An 208, lunaison 6. Fin fond des Terres de l’Orage. Plaine ensoleillée, en fin d’après-midi.


« Le début d’la fin d’une ère, le dernier chapitre aigre-doux – de l’enfant de lumière, et de sa tendre… Argh ! »

Le soleil tapait contre son crâne, son étincelante lueur l’éblouissant même à travers ses paupières fermées. Plus que quelques heures, se disait-il, et le crépuscule viendrait le rafraîchir. L’arrière de sa nuque lui grattait, et l’habituelle mèche qui lui pendait sur le front ne cessait de le gêner. Mais il se contentait d’apprécier la sensation de l’herbe fraîche lui caresser les talons.

Car il s’était résigné à rester ici coûte que coûte, harpe en main, en tailleur, tant que l’inspiration ne lui viendrait pas. Un seul vers à finir. Ou plutôt, un dernier vers à terminer. C’était tout ce qu’il demandait. Le dernier mot pour conclure. Rien de plus.

« Les Sept, les Sept… Tu parles, oui! Vous pourriez être un peu plus généreux, là-haut. Merde! »

Il continua de jouer la mélodie, en boucle, espérant trouver comment conclure ce damné vers. Cette suite de notes enjouées finirait par l’agacer plus qu’autre chose, si cela venait à durer. Trois heures qu’il venait de passer là à y réfléchir – les paroles lui étaient venues en quelques instants, mais ce satané mot invisible avait décidé de faire obstacle à son art naissant.

« Mémoires et regrets, et médailles de poussière!

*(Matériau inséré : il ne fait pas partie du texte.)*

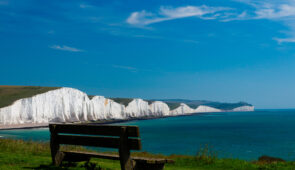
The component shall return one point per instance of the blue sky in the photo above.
(232, 50)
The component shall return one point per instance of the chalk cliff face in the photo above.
(201, 109)
(244, 109)
(72, 105)
(182, 109)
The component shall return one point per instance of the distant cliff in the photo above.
(72, 105)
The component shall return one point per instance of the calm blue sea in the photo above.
(244, 135)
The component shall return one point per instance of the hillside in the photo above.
(9, 94)
(196, 103)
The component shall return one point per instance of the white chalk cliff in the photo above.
(243, 109)
(72, 105)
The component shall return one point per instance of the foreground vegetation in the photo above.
(19, 154)
(9, 94)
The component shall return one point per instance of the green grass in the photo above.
(19, 154)
(9, 94)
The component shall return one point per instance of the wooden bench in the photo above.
(124, 138)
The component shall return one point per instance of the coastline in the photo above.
(107, 121)
(102, 122)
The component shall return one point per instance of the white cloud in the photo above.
(65, 48)
(133, 69)
(143, 17)
(282, 11)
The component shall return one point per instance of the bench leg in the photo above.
(59, 158)
(148, 166)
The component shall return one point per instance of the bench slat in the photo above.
(116, 157)
(105, 130)
(98, 141)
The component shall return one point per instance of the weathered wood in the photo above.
(101, 136)
(103, 130)
(113, 156)
(54, 146)
(98, 141)
(124, 151)
(91, 154)
(148, 166)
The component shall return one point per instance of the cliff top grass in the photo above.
(19, 154)
(9, 94)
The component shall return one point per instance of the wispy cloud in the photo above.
(142, 18)
(282, 11)
(133, 69)
(65, 48)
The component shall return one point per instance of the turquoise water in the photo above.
(244, 135)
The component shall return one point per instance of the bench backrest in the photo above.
(109, 136)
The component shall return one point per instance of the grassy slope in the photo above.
(9, 94)
(17, 154)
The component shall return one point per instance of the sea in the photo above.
(242, 135)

Au chevet d’la mort auprès d’une–  »

Une soudaine brise lui hérissa les poils, le coupant dans sa lancée. Un pressentiment s’empara de lui.

Elle le regardait.

Il en était sûr et certain.

Ses doigts continuèrent à pincer courir le long des cordes pendant un moment, tandis qu’il s’efforçait à rester concentré sur la mélodie.

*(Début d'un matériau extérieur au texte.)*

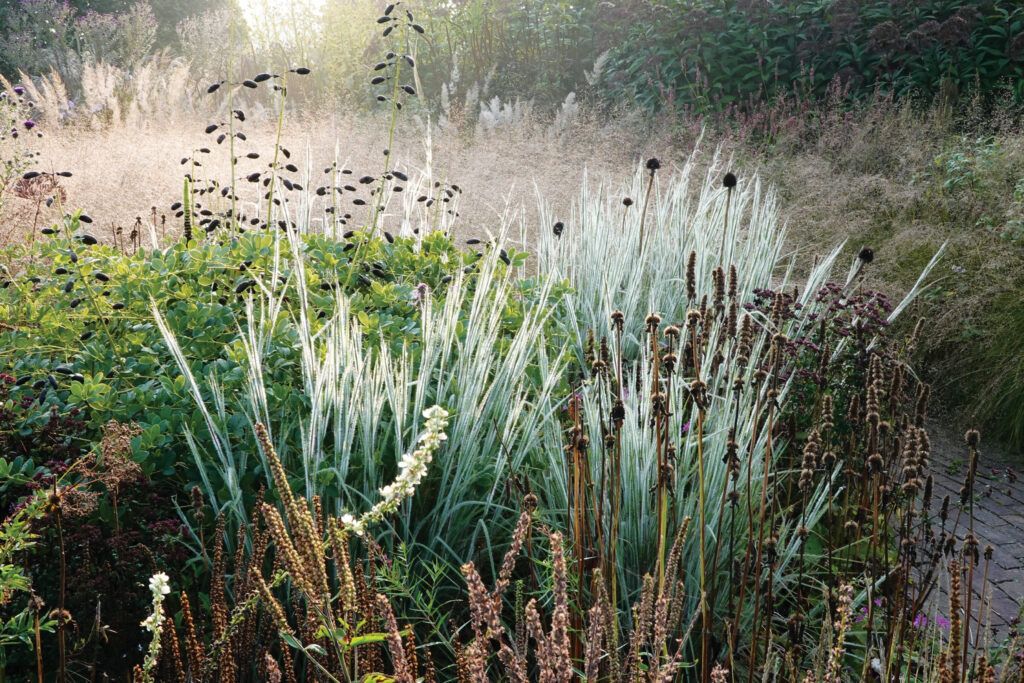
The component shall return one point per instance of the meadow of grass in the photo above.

La paupière de Finn s’ouvrit légèrement, observant, au loin, la vieille cabane du coin de l’œil. Affalée sur sa chaise, jambes croisées, bras derrière la tête, brin de paille entre les dents – c’est avant tout son grand sourire moqueur qui frappa Finn. Il ne pouvait discerner ses yeux, dissimulés sous son chapeau de paille, mais cela n’avait pas d’importance : il ne connaissait que trop bien le regard qu’elle posait sur les gens habituellement.

Elle siffla brusquement à son attention.

« Jolie chanson, gamin », s’exclama-t-elle. « Viens, tu veux? »

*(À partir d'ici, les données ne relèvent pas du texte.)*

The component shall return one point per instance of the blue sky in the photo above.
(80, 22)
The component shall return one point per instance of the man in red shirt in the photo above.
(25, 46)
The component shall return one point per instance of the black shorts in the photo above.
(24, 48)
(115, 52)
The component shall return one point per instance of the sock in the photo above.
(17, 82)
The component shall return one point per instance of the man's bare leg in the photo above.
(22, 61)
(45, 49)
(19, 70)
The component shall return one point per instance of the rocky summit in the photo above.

Le jeune homme serra les dents, partagé entre embarras et agacement, et s’empressa de parcourir la distance le séparant de la dame. S’agissait-il de paroles sincères ? D’une moquerie ? D’une phrase en l’air ? L’air suffisant de la dame parvenait à rendre n’importe quel compliment profondément ambigu.

Encore qu’une dame… cela restait difficile à dire.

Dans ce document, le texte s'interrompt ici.